Estados Unidos se coronó campeón del Mundial de básquetbol femenino en Berlín con una paliza 97-79 sobre Francia, la misma selección a la que había vencido en los Juegos Olímpicos. La final fue el cierre de un torneo perfecto: las norteamericanas no cedieron un solo partido en toda la competencia y estiraron a cinco la racha de títulos mundiales consecutivos.
Caitlin Clark (Caitlin) aportó 12 puntos y tres asistencias en el duelo decisivo. Angel Reese, otra de las caras visibles del plantel, firmó tres puntos y tres rebotes en apenas nueve minutos en cancha. Las dos, históricas rivales en la NCAA y en la WNBA, compartieron plantel y celebración sin que se filtrara ningún cortocircuito.
La pregunta que Clark no dejó pasar
La conferencia posterior dejó la escena del día. Un periodista le consultó a Clark si ella y Reese, a la luz del oro conseguido juntas, podían considerarse amigas. La base del Indiana Fever lo interrumpió de cuajo, señaló al reportero y disparó: "Siempre hemos sido amigas. No intentes hacer eso. No intentes hacer eso". Después se levantó y se fue. Un miembro del staff del seleccionado se acercó al periodista a continuación.
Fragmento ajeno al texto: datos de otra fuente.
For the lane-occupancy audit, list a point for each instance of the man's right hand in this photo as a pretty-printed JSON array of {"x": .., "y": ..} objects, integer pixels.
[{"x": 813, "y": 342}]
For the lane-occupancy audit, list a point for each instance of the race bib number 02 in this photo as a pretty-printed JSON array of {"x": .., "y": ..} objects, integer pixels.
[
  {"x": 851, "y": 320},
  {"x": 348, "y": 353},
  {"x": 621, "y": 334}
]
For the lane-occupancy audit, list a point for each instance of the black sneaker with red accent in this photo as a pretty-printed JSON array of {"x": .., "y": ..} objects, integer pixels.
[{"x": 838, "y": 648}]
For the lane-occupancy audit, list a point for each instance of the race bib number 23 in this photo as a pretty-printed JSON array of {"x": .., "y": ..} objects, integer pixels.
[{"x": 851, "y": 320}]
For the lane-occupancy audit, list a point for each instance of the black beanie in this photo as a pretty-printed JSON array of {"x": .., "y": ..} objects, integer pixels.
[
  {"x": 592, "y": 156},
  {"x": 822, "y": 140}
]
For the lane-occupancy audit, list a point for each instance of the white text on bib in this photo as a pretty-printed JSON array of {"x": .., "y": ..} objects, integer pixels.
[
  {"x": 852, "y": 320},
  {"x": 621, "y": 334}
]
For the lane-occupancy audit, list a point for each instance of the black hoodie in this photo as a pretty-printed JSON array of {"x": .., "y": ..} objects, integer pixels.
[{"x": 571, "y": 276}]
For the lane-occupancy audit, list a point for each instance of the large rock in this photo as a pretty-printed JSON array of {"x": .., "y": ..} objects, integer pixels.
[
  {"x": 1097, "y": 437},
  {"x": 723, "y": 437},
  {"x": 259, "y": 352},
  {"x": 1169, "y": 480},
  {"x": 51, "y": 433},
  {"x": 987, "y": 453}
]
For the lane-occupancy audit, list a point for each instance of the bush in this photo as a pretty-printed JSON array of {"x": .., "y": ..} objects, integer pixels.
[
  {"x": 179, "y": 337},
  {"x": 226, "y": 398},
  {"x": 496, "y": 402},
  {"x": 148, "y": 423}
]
“Siempre hemos sido amigas. No intentes hacer eso. No intentes hacer eso.”Caitlin Clark, base de la selección de Estados Unidos
El origen de la novela
- La final de la NCAA de 2023, en la que LSU de Reese venció a Iowa de Clark, encendió la mecha.
- Los cruces posteriores en el circuito universitario y en la WNBA fueron frecuentes, físicos y muy comentados.
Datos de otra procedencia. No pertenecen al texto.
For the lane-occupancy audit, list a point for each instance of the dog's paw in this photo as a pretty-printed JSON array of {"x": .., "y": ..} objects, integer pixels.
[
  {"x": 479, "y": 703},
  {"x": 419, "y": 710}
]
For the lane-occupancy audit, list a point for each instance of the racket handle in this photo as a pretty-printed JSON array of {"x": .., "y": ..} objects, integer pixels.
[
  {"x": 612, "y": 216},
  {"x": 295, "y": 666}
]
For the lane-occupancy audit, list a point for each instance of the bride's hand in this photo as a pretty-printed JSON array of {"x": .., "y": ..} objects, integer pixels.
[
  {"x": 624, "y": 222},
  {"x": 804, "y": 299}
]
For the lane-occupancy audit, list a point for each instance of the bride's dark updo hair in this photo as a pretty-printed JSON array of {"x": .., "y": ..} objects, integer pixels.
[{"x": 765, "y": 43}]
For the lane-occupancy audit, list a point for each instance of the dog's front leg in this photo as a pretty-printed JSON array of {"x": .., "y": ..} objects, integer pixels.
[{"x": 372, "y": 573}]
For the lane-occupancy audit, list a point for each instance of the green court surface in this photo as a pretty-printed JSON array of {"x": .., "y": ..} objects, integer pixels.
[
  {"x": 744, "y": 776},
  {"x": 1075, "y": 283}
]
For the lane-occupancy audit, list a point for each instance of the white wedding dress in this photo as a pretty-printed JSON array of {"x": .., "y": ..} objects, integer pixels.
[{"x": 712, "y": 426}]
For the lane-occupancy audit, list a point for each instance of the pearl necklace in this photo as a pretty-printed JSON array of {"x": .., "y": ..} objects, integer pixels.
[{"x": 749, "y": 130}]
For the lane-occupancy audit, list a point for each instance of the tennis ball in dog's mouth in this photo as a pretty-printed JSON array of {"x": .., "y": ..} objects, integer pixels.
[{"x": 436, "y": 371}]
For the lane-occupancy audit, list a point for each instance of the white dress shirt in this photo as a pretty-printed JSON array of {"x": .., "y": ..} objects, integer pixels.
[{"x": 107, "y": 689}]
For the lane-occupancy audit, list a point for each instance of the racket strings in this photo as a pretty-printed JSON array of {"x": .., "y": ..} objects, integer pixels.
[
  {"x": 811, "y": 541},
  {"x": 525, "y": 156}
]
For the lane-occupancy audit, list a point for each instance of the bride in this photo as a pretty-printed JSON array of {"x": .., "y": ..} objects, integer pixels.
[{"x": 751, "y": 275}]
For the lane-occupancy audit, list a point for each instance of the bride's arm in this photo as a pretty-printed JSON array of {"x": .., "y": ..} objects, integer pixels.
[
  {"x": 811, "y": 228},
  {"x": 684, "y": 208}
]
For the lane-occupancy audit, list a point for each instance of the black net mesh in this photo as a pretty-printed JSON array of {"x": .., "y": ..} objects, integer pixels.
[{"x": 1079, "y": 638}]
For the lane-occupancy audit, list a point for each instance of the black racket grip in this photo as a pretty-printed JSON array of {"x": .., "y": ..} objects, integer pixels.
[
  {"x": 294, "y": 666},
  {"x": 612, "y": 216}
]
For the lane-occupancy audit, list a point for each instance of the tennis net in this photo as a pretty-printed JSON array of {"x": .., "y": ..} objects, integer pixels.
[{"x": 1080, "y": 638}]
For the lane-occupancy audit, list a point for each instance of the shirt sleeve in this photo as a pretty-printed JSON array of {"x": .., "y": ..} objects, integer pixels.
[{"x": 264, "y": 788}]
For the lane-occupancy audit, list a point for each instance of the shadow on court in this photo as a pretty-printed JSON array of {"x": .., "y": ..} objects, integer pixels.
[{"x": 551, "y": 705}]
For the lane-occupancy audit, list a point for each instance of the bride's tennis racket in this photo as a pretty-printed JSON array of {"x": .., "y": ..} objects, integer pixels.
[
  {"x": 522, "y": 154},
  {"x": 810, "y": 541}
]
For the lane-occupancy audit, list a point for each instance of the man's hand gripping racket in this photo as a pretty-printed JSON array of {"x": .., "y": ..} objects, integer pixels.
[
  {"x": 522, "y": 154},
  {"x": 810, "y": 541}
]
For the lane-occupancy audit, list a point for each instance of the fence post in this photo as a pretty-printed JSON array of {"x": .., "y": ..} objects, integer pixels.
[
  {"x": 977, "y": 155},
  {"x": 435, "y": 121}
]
- La prensa deportiva construyó durante meses una supuesta enemistad entre las dos jugadoras.
- El oro de Berlín, logrado en el mismo plantel, parece haber puesto paños fríos a esa historia.
Lo de Clark no fue un exabrupto: fue una respuesta a una pregunta armada sobre una rivalidad que, al menos puertas adentro del seleccionado, nunca existió como tal. Recién coronada campeona del mundo, eligió cortar el libreto antes que seguirle el juego a quien quiso instalarlo. Cinco coronas seguidas, un equipo sin fisuras y una frase que dejó en offside a más de uno. Francia, próxima parada en la agenda de los Juegos, ya sabe que enfrente tendrá otra vez a este seleccionado. Que se prepare: las dueñas del mundo, por ahora, no piensan soltar la corona.